Reclaiming Eddie Willers

[Content: personal ramble, not trying to be rigorous]

When I read Atlas Shrugged a few years ago, it was one of the more intensely disturbing experiences I’ve had.

I remember that Eddie Willers was the only character I resonated or identified with much. He’s also, as far as I can tell, the only (even slightly positively portrayed) Hufflepuff character in the story. And the last we see is of him alone in the wilderness, as the last train breaks down – mistakenly loyal to the train company, an entity that isn’t capable of loyalty in return, and not agenty or cool enough to join the main protagonists in their escape from the collapse of civilization.

That...really got to me. I won’t make any claims about whether Atlas Shrugged is a particularly well-written book, or whether it even contains this message on purpose, but at that moment in my life, it painted a very vivid, compelling picture of a world in which to be Hufflepuff is to be unsafe, useless, unwanted. Incapable of agency or of doing the right thing when it matters. Eddie is an earnest idealist, trying to do his best by Dagny Taggart and her company, and that trait is his doom.

(I was recently quoted a friend of mine saying “a Hufflepuff among Slytherins will die as surely as among [snakes? Don’t remember exact quote]”. Right now, this feels like an example of that phenomenon.)

I notice a desire to push back against that interpretation. I claim that Eddie is flawed, imperfect, and his last choice ends up being ineffective, but not because of his earnest idealism. He’s being unstrategic, not paying attention to the patterns of his world and what will actually work – but I refuse to say that his caring about the train reaching its destination is a mistake.

Loyalty isn’t necessarily strategic, and blind loyalty can lead into disaster, but I refuse to say that having a drive towards it is inevitably a character flaw.

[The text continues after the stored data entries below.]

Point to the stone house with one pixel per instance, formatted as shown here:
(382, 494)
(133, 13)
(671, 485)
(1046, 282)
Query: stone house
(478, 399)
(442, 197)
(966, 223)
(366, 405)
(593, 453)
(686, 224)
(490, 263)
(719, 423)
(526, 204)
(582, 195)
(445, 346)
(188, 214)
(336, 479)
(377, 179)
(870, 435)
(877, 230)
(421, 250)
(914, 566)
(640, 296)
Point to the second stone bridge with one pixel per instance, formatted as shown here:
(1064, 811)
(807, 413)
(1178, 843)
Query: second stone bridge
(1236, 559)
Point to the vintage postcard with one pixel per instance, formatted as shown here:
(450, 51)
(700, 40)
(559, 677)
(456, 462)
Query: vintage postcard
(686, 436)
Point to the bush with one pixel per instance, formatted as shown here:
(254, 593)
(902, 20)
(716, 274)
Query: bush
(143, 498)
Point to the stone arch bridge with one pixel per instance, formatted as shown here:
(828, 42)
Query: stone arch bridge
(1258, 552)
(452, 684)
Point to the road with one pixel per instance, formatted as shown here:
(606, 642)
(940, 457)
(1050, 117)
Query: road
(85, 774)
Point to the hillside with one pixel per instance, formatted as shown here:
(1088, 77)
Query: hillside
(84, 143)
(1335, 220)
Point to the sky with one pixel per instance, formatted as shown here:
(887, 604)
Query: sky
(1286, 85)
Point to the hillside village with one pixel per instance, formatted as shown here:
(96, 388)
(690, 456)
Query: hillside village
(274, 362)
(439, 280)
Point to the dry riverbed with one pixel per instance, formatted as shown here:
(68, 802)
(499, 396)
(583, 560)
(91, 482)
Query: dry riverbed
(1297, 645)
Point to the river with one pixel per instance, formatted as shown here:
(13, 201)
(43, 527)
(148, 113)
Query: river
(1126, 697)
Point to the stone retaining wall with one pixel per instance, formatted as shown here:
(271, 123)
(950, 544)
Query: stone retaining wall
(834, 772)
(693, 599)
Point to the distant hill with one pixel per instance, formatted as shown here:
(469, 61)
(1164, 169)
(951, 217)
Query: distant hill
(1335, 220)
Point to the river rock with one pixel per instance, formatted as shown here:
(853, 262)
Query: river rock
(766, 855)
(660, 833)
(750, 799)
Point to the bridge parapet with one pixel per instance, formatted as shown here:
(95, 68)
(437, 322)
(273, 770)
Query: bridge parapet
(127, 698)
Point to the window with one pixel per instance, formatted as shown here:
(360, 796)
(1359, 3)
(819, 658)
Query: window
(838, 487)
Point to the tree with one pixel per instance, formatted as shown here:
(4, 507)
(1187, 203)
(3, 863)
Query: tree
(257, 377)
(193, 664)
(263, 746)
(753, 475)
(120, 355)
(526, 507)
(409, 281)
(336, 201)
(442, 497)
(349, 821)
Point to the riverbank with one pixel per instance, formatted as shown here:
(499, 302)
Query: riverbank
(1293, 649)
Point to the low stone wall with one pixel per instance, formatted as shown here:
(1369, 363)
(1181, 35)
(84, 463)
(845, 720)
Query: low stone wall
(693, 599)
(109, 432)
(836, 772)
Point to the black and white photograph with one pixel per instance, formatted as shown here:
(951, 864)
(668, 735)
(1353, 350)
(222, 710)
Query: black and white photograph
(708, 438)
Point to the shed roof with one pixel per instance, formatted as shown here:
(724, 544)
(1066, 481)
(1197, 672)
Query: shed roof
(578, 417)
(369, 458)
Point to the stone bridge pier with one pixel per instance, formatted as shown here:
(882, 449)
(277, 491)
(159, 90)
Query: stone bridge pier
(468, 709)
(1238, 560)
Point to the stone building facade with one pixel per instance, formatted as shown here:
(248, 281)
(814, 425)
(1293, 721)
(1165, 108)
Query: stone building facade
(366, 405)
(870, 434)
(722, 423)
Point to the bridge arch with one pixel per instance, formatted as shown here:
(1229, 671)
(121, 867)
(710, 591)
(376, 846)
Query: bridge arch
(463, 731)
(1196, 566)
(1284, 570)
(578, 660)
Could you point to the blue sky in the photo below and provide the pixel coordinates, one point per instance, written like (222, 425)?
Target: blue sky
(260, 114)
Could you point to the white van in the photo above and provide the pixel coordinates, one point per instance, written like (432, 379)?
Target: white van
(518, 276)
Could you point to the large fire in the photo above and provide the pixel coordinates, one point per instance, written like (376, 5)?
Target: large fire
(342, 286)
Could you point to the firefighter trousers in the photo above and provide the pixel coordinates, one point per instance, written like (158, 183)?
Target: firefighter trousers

In the real world, it matters if trains reach their destinations. It’s a bad thing if civilization collapses because all the people who could have stopped it walked away. And it doesn’t make someone a fool, or pitiable, or merely a foil for the true protagonists, if they genuinely and earnestly care.

If I were in Eddie Willers’ shoes, transplanted as I am now into the world of Atlas Shrugged – I don’t think I would be blindly loyal to Dagny Taggart, or to her company. I hope I would actually take a step back, take my feelings of loyalty as object, and reflect on what mattered according to my values and how to protect those things as strategically as possible.

Still, I almost hope my journey would come to the same place – stranded in the wilderness on a broken-down train, because I refused to abandon society’s last hope even as everything crumbled around me.

I refuse to be ashamed of that. And, well, it doesn’t have to end there. The scene might fade to black – but afterward, even if I eventually gave up on that specific train and set it aside as a lost cause, I hope I would pack up my belongings and and start walking. Not away, but towards wherever I could keep trying to help.

In the world of Atlas Shrugged, maybe I would be truly alone in that, and thus doomed to failure. In the real world, our world… I don’t think so. I can be an earnest idealist, deep down, and I’m not the only one.